SlideAVSR: A Dataset of Paper Explanation Videos for Audio-Visual Speech Recognition
- URL: http://arxiv.org/abs/2401.09759v2
- Date: Tue, 2 Jul 2024 13:43:59 GMT
- Title: SlideAVSR: A Dataset of Paper Explanation Videos for Audio-Visual Speech Recognition
- Authors: Hao Wang, Shuhei Kurita, Shuichiro Shimizu, Daisuke Kawahara,
- Abstract summary: Audio-visual speech recognition (AVSR) is a multimodal extension of automatic speech recognition (ASR)
In this paper, we construct SlideAVSR, an AVSR dataset using scientific paper explanation videos.
- Score: 20.476882754923047
- License: http://arxiv.org/licenses/nonexclusive-distrib/1.0/
- Abstract: Audio-visual speech recognition (AVSR) is a multimodal extension of automatic speech recognition (ASR), using video as a complement to audio. In AVSR, considerable efforts have been directed at datasets for facial features such as lip-readings, while they often fall short in evaluating the image comprehension capabilities in broader contexts.

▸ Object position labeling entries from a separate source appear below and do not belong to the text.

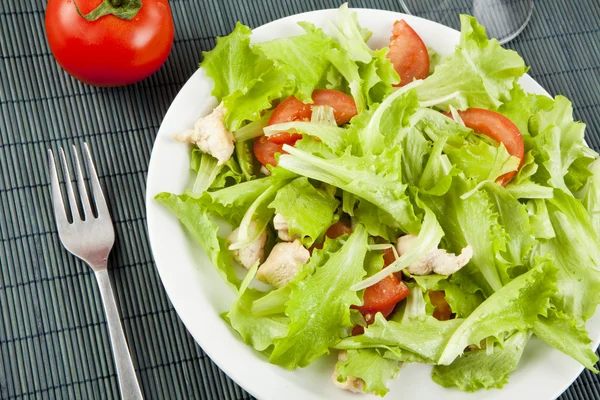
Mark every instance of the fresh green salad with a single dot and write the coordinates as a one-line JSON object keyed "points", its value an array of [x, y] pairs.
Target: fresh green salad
{"points": [[393, 206]]}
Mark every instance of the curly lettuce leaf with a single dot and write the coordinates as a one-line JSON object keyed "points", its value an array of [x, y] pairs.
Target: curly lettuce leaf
{"points": [[575, 249], [319, 305], [232, 203], [515, 306], [471, 221], [480, 73], [270, 85], [425, 337], [369, 365], [197, 221], [302, 59], [479, 370], [308, 211], [373, 178], [231, 63], [559, 148], [591, 197], [514, 219]]}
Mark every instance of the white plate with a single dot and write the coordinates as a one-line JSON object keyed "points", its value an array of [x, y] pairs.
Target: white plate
{"points": [[199, 295]]}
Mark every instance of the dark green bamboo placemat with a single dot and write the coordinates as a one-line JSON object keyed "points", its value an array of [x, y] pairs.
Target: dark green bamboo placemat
{"points": [[53, 338]]}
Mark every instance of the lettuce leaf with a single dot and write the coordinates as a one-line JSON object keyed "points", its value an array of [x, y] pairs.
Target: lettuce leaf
{"points": [[231, 203], [515, 306], [319, 305], [479, 370], [471, 221], [425, 337], [480, 73], [231, 64], [373, 178], [258, 332], [308, 211], [559, 148], [591, 197], [563, 333], [302, 59], [575, 249], [197, 221]]}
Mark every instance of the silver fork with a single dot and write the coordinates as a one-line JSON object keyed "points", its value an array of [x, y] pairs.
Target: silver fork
{"points": [[91, 238]]}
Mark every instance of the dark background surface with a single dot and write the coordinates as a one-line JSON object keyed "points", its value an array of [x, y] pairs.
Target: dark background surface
{"points": [[53, 335]]}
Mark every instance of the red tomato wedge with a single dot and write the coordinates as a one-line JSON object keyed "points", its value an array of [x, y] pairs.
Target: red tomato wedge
{"points": [[344, 107], [338, 229], [334, 231], [265, 150], [291, 109], [384, 295], [499, 128], [109, 50], [408, 53]]}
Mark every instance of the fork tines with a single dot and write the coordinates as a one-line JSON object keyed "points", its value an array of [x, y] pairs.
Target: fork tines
{"points": [[57, 202]]}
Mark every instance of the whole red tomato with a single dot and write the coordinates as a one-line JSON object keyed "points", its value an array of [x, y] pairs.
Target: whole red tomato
{"points": [[110, 50]]}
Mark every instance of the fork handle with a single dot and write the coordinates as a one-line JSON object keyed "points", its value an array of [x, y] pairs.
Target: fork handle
{"points": [[128, 384]]}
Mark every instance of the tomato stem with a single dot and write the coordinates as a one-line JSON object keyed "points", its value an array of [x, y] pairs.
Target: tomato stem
{"points": [[124, 9]]}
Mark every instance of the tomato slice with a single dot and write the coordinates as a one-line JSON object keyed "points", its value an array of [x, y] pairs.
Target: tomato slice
{"points": [[499, 128], [291, 109], [384, 295], [265, 150], [338, 229], [388, 257], [408, 53], [344, 107], [442, 311]]}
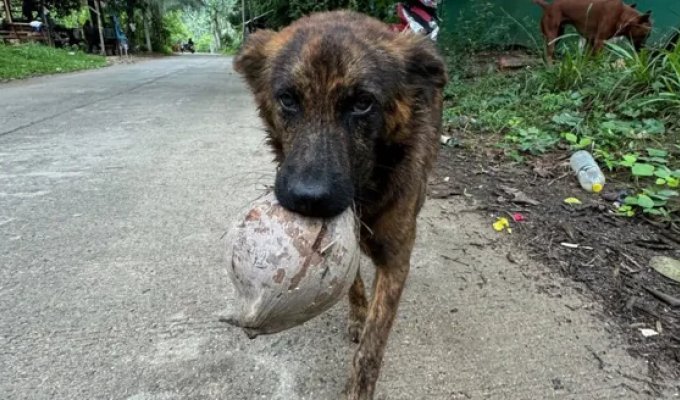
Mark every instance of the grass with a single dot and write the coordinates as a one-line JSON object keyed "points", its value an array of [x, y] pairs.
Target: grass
{"points": [[622, 106], [25, 60]]}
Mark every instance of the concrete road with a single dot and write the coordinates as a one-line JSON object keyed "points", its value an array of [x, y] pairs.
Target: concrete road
{"points": [[116, 187]]}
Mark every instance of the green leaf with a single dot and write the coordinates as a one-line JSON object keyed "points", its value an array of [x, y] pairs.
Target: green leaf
{"points": [[628, 160], [656, 152], [667, 193], [640, 169], [585, 142], [654, 126], [570, 137], [645, 201], [662, 172]]}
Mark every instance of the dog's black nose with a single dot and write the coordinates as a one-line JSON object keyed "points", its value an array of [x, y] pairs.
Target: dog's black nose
{"points": [[312, 197]]}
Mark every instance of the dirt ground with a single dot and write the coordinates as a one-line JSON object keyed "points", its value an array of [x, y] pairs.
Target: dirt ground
{"points": [[610, 264]]}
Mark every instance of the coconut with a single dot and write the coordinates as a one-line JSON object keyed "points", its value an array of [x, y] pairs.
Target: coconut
{"points": [[287, 268]]}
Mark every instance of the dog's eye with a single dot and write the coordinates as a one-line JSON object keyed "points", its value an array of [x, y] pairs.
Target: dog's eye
{"points": [[289, 102], [362, 105]]}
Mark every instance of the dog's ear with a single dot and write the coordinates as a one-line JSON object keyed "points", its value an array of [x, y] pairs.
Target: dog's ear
{"points": [[424, 65], [646, 17], [251, 60]]}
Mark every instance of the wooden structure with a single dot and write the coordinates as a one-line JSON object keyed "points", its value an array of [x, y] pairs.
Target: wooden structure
{"points": [[12, 30]]}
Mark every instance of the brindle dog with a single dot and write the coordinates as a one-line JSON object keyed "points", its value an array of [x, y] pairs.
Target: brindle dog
{"points": [[353, 114]]}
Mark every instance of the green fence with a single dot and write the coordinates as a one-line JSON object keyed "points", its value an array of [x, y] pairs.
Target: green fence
{"points": [[516, 22]]}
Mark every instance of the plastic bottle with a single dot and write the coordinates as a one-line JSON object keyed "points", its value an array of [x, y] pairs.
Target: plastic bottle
{"points": [[589, 174]]}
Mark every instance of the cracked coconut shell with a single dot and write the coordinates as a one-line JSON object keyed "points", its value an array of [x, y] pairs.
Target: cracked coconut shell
{"points": [[287, 268]]}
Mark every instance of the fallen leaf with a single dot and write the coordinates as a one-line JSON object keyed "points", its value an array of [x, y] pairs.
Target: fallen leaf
{"points": [[646, 332], [572, 200], [518, 196], [666, 266], [502, 224]]}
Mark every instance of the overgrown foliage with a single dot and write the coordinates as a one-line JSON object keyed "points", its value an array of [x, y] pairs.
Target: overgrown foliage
{"points": [[21, 61], [623, 106], [280, 13]]}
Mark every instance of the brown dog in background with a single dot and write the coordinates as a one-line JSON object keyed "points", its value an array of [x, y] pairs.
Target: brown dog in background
{"points": [[353, 114], [596, 20]]}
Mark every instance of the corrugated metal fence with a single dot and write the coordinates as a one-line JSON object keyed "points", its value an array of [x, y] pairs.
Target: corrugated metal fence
{"points": [[508, 22]]}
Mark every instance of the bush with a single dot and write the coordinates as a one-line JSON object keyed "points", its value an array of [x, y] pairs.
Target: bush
{"points": [[621, 105]]}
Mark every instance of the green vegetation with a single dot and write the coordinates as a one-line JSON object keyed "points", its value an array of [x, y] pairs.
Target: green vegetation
{"points": [[283, 12], [34, 59], [621, 105]]}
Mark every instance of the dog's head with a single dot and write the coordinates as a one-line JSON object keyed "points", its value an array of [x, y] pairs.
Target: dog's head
{"points": [[333, 89], [636, 26]]}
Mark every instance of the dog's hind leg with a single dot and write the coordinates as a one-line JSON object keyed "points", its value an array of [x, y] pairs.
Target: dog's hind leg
{"points": [[358, 308]]}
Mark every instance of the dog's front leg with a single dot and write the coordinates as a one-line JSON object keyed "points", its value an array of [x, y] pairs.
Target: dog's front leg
{"points": [[391, 273]]}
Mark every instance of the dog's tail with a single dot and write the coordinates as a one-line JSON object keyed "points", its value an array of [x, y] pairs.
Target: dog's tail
{"points": [[542, 3]]}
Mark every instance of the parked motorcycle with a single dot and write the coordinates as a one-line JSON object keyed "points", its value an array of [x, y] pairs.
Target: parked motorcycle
{"points": [[419, 16], [188, 47]]}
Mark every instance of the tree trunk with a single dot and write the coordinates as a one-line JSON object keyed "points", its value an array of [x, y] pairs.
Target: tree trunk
{"points": [[102, 47], [147, 36], [218, 40], [46, 24]]}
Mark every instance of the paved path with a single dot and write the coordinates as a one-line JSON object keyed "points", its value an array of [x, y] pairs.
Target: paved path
{"points": [[116, 186]]}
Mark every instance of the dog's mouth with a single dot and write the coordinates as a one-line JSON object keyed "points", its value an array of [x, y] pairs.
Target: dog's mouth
{"points": [[313, 195]]}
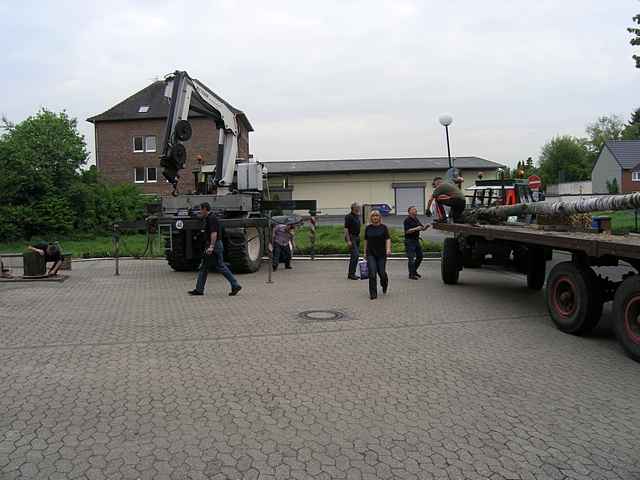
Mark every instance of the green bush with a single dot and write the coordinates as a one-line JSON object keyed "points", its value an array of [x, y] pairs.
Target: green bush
{"points": [[43, 190]]}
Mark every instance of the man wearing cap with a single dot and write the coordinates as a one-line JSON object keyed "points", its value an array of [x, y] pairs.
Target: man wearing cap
{"points": [[352, 224]]}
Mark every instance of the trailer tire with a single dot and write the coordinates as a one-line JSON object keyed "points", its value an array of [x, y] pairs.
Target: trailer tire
{"points": [[175, 255], [244, 248], [536, 268], [573, 298], [626, 316], [451, 263]]}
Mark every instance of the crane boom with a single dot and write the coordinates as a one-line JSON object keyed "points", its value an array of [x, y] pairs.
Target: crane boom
{"points": [[182, 90]]}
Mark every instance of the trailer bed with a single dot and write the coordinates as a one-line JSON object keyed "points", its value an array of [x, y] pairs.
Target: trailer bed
{"points": [[592, 244]]}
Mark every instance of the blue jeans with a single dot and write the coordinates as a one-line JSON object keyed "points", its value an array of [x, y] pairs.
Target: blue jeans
{"points": [[355, 255], [281, 253], [414, 254], [377, 267], [217, 257]]}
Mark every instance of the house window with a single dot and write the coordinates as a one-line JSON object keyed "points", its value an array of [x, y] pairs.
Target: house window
{"points": [[150, 143], [152, 175], [138, 175], [146, 143], [138, 144]]}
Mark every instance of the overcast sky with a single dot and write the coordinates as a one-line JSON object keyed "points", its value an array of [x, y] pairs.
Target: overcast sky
{"points": [[338, 79]]}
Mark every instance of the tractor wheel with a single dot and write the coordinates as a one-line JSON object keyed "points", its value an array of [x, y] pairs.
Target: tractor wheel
{"points": [[176, 256], [536, 268], [626, 316], [451, 263], [573, 298], [244, 248]]}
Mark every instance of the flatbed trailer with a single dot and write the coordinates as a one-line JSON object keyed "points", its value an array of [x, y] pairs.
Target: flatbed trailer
{"points": [[574, 293]]}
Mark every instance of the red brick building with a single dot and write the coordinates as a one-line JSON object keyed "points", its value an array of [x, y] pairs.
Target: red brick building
{"points": [[129, 136]]}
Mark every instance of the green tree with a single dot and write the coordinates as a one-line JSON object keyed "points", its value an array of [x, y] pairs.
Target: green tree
{"points": [[632, 130], [44, 192], [564, 159], [603, 129], [635, 41]]}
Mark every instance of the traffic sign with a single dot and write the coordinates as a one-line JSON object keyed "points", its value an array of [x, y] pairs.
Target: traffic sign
{"points": [[535, 182]]}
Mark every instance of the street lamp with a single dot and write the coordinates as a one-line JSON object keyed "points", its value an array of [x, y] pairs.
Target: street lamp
{"points": [[445, 121]]}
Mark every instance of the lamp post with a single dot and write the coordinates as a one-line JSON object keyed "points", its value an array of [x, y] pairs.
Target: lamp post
{"points": [[445, 121]]}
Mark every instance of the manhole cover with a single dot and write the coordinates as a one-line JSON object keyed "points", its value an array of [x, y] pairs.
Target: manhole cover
{"points": [[321, 315]]}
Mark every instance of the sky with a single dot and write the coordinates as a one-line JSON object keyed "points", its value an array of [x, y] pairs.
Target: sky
{"points": [[338, 79]]}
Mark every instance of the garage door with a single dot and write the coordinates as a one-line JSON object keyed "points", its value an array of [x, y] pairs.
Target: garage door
{"points": [[407, 196]]}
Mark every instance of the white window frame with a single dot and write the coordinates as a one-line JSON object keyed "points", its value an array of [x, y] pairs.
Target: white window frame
{"points": [[147, 173], [155, 143], [134, 143], [135, 176]]}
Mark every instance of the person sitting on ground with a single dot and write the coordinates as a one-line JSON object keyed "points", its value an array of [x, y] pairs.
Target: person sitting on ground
{"points": [[448, 194], [281, 245], [51, 253], [4, 272]]}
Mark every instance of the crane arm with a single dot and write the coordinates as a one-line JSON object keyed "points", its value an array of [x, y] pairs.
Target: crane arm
{"points": [[184, 94]]}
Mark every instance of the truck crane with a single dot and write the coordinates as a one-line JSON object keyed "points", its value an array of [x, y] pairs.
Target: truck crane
{"points": [[233, 188]]}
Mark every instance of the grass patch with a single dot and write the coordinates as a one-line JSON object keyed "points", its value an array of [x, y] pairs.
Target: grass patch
{"points": [[329, 241]]}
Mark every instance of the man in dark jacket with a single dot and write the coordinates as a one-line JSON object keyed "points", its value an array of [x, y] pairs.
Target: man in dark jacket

In this paper, we construct SlideAVSR, an AVSR dataset using scientific paper explanation videos. SlideAVSR provides a new benchmark where models transcribe speech utterances with texts on the slides on the presentation recordings. As technical terminologies that are frequent in paper explanations are notoriously challenging to transcribe without reference texts, our SlideAVSR dataset spotlights a new aspect of AVSR problems. As a simple yet effective baseline, we propose DocWhisper, an AVSR model that can refer to textual information from slides, and confirm its effectiveness on SlideAVSR.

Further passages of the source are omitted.